Working on an Oil or Gas Pipeline
The idea of a pipeline might sound outdated to you because of all the advancements that have been made in transportation, but for natural gases it's still the least expensive, safest, most convenient and most popular method of transportation used globally. Although most all pipelines today are used on land or underground, there are some short distance pipelines that run under the sea. In fact, the largest pipeline stretches more than 200,000 miles and is located in the U.S. There isn't another country that comes close to the amount of pipeline that exists in the U.S. What's more, pipeline sections are constantly being added to make existing ones even longer, and new pipelines are being built every day to transport even more gas.
The main function of these pipelines is to transport crude oil to the refineries. This is known as midstream processing and for a very good reason - the pipelines are the middlemen between upstream and downstream. Most of the pipelines that exist are being used to their maximum potential, so as our need for and production of natural gas increases, we must build more pipelines to transport it. This not only creates new jobs but boosts our economy, as well.
All across America there is a complex network of pipelines that are transporting oil and gas at any time of the day or night. These pipelines work very similar to a subway as they often run underground and across large areas of land. And just like a subway, there are sections in the pipeline for pick-ups, drop-offs and transfers. Their ultimate job is to take oil, gas or refined products to their destination. These types of products are used every day of our lives to fuel our cars and heat our homes, and it's the pipelines that make this possible.
As you can imagine, building and maintaining an entire pipeline is no easy task and involves thousands and thousands of people. Workers of the pipeline enjoy the outdoors, physical challenges and must have the ability to think fast and handle problems as they occur. Pipelines job opportunities include workers who help in transportation and general labor, as well as highly skilled workers like welders and engineers. From simple entry-level positions to the experts with decades of experience, the complexity of the jobs is as diverse as the pipelines themselves.
Did You Know? A total of 160 pipeline companies in the U. S. operate 300,000 miles of pipe. 180,000 miles of that consists of interstate pipelines. This pipeline capacity is capable of transporting over 148 billion cubic feet of gas per day.
There are many different types of jobs that are involved in the various aspects of building and maintaining a pipeline. The pipeline is the beginning of what is known as midstream processing and plays a crucial role in processing.
Pipeline jobs in general can be quite physical and are often spent working out the field embracing all types of weather conditions. Jobs on the pipeline involve simple maintenance and routine labor activities such as painting, construction work, reclamation, construction and more. With as little as a high school diploma and a passed physical exam you can get hired and start training for a job.

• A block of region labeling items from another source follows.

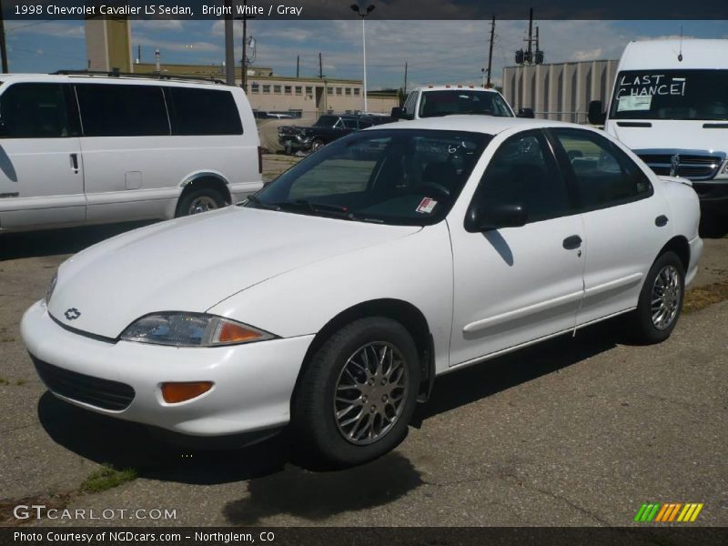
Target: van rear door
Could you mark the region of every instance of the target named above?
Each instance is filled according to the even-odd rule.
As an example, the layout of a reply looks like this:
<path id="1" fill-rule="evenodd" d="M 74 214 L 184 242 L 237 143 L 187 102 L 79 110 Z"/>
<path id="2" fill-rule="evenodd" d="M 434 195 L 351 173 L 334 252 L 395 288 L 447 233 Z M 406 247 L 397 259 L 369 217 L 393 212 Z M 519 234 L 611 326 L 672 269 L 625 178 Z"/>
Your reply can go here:
<path id="1" fill-rule="evenodd" d="M 69 86 L 7 86 L 0 122 L 0 228 L 84 222 L 80 130 Z"/>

Field workers are classified in one of the following categories: drilling, pipeline transportation, well services and seismic. The most popular, and often largest sector, is pipeline transportation. Some of the most common pipeline transportation jobs include station helpers, maintenance utility workers, painters, rehabilitation workers and terminal helpers. Many of these positions are entry-level and are perfect for people who want to try a new career path, as well as those just entering the job market. These opportunities can provide the perfect training an individual needs to be able to move into different positions which have more responsibility and higher pay.
There is no limit to the jobs that can be attained with hard work, dedication and experience.

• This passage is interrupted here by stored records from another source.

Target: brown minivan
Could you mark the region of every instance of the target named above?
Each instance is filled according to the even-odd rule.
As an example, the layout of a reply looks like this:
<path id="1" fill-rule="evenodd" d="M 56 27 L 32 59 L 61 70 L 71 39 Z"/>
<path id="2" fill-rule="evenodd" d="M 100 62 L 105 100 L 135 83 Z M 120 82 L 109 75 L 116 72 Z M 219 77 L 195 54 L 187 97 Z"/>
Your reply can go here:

Did You Know? There are approximately 1,200 natural gas distribution companies in the United States.
Pipeline Past and Future
When most Americans hear the word pipeline they automatically think of the trans-Alaska pipeline system known as TAPS. This pipeline was built back in the 1970s and cost roughly $8 billion dollars.
It took 25,000 laborers and even more contractors to piece together the approximately 100,000 pipeline pieces. In America today many things have changed since TAPS.
Unlike the older pipeline of Alaska, today we build most of our pipelines underground and even under the sea in some cases. The U.S. is known to have some of the largest gas reservoirs in the world and as we establish additional projects to tap into these giant resources, new pipeline projects will be the result. As you can see from how many people it took to build the TAPS, many jobs will be created when we start drilling into more of our reservoirs. There are many new pipelines that need to be built in the immediate future - in fact, of the major proposed projects, there are more than 3,700 miles of pipeline needing to be built.
With a greater understanding of how pipelines transport natural gases and the jobs that can be involved in this process, let's move on to the next page where we'll talk about an overview of refinery jobs.
Oil & Gas Pipeline Jobs Overview Summary
- Pipelines are the safest, cheapest and most convenient way to transport natural gas.
- Most pipelines transport crude oil to refineries for processing.
- The U.S. has the longest pipeline in the world and they build more every day.
- As our need for natural gas increases, so does our need for more pipelines.
- From the NW to the NE, there are more than 3,700 miles of pipeline that will soon be built. More pipelines mean more people are needed to build and maintain them.